Liability account: The liability account indicates the group’s obligation to it renders authority and suppliers. The account is important as it determines the liquidity state of the organization. The account misstatement lead to impact on the economic decisions made in the corporation. Assessing this account will involve identifying the borrowing, account payables, tax payable and ensuring that they are recorded in accordance with the accounting standards. Since most of the group operations are automated, our team will review the IT systems used to record tax obligations, suppliers’ credit and borrowings from financial institutions. Understating this account will lead to the group lowering it credit rating therefore getting denied access to credit facilitates from lending institutions. The risk of omitting or misstating an obligation can be intention from the corporation workforce to fraud the organization. Therefore, our team will review this significant account to ensure that it reflects the true and fair state of the K&S group financial statements.
Revenue account: The revenue account indicates the cash inflow to the corporation. The revenues earned from the subsidies are consolidated to the K&S group financial statement for the financial year. There is pressure to overstate this account from the management .The incentive is from the shareholders who want wealth maximization for their investments.

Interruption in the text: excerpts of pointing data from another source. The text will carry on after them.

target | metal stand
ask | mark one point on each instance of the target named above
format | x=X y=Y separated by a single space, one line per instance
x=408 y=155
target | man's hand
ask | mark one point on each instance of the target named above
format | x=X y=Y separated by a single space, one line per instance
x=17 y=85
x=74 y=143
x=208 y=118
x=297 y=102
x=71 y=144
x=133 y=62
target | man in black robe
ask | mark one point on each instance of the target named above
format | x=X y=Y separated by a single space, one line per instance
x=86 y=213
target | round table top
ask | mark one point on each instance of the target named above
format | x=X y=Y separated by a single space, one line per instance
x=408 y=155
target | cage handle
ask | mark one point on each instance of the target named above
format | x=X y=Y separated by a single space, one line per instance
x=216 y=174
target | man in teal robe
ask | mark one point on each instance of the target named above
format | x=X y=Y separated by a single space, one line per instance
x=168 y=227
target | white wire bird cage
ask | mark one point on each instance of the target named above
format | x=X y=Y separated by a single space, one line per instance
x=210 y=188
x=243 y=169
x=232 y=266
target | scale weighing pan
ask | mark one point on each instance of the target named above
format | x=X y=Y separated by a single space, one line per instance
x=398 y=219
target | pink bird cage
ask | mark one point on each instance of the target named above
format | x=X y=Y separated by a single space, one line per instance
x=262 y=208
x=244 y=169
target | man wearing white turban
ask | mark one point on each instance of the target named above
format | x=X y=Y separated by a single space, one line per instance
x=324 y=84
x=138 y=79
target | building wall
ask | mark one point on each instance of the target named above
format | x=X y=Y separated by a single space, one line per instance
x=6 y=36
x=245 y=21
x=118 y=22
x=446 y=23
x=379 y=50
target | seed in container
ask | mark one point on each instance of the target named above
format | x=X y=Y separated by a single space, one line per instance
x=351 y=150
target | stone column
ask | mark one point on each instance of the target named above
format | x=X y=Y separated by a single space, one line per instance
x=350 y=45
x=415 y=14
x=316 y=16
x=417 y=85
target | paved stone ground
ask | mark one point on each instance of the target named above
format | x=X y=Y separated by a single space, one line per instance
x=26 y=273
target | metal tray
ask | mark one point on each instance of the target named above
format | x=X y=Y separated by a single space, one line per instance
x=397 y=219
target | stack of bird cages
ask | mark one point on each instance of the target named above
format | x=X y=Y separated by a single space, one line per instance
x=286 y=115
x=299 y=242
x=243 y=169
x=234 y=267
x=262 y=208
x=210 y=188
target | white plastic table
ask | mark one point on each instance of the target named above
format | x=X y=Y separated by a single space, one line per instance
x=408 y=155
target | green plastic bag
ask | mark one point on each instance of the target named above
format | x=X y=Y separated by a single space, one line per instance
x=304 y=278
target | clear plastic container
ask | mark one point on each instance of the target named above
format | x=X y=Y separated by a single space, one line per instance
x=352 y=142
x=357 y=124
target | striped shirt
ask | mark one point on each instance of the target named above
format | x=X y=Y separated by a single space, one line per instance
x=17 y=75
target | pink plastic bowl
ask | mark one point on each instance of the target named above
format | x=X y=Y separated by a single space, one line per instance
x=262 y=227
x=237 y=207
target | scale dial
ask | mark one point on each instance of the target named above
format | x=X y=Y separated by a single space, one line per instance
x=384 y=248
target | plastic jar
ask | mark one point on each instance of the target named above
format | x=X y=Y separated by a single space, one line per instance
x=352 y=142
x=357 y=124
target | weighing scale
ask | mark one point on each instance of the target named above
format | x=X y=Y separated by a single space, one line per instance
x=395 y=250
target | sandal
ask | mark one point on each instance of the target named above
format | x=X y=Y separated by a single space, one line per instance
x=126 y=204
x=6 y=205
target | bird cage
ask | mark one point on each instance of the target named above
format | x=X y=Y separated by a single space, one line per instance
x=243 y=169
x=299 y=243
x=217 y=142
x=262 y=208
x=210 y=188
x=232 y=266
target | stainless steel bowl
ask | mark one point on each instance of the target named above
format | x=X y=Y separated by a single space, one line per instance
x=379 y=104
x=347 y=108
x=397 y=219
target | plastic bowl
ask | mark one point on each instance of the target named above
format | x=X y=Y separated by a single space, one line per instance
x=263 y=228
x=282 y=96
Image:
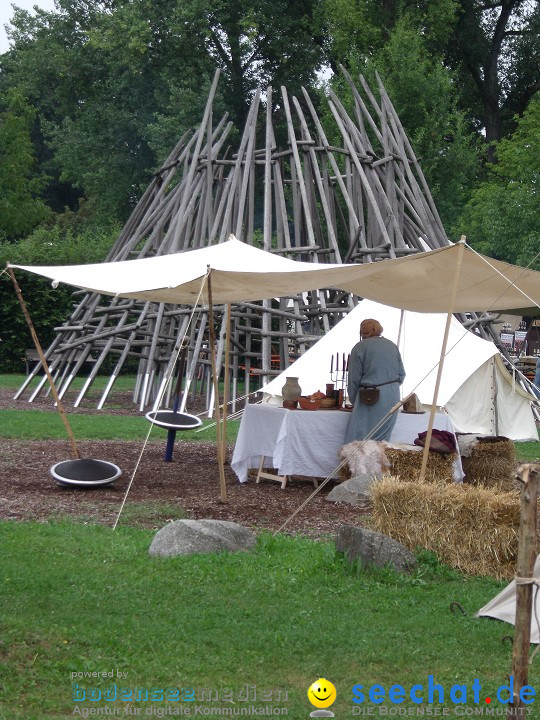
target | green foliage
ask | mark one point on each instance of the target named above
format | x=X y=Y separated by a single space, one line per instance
x=502 y=219
x=21 y=208
x=423 y=91
x=48 y=307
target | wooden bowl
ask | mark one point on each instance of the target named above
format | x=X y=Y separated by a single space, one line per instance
x=307 y=403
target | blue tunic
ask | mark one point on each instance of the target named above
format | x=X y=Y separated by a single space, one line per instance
x=373 y=361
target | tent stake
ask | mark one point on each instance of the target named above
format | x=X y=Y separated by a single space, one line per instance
x=222 y=484
x=226 y=384
x=441 y=360
x=75 y=449
x=530 y=475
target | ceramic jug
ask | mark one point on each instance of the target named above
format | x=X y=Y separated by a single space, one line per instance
x=291 y=390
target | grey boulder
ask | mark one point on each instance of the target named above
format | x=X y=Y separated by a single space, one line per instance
x=355 y=491
x=184 y=537
x=373 y=549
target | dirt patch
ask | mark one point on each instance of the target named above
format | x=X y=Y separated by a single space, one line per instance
x=188 y=486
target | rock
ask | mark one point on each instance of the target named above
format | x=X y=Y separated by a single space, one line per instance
x=355 y=491
x=184 y=537
x=373 y=548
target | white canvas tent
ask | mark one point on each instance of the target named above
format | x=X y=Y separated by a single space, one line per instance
x=503 y=605
x=476 y=389
x=450 y=279
x=422 y=282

This account is important and enough time will be spent to verify all the receipts that have been recorded cash inflows. The risk in this account can be material as an individual or in aggregation (Moroney et al, 2015). Our team will be checking to ensure that earning after the closing of the financial year are not included in the financial statements of the concluded year. Revenue account is used to show the growth of the company’s returns. Therefore, misstatement in this account will lead to auditor giving invalid opinion if it not noticed.
Conclusion
In conclusion, the audit plan has outlined important details to be used to execute the audit process of K&S Corporation Limited. The audit plan has described K&S group that has brought clear understanding of the nature of its operation, industry and financial position. The plan has identified significant accounts and transactions, discussed materiality, identified what can go wrong and an understanding of internal controls. This audit plan has also outlined the risks in the process of auditing in K&S group and the mitigations necessary to minimising the auditor’s risks. The significant accounts outlined will be added the amount of time spent to verify them to ensure that the auditor’s opinion is based on true evidence in the original books of entry. The audit plan outlined in this paper has sufficiently given a guide that will be used to carry out a successful audit process of K&S Corporation Limited for the financial year 2016.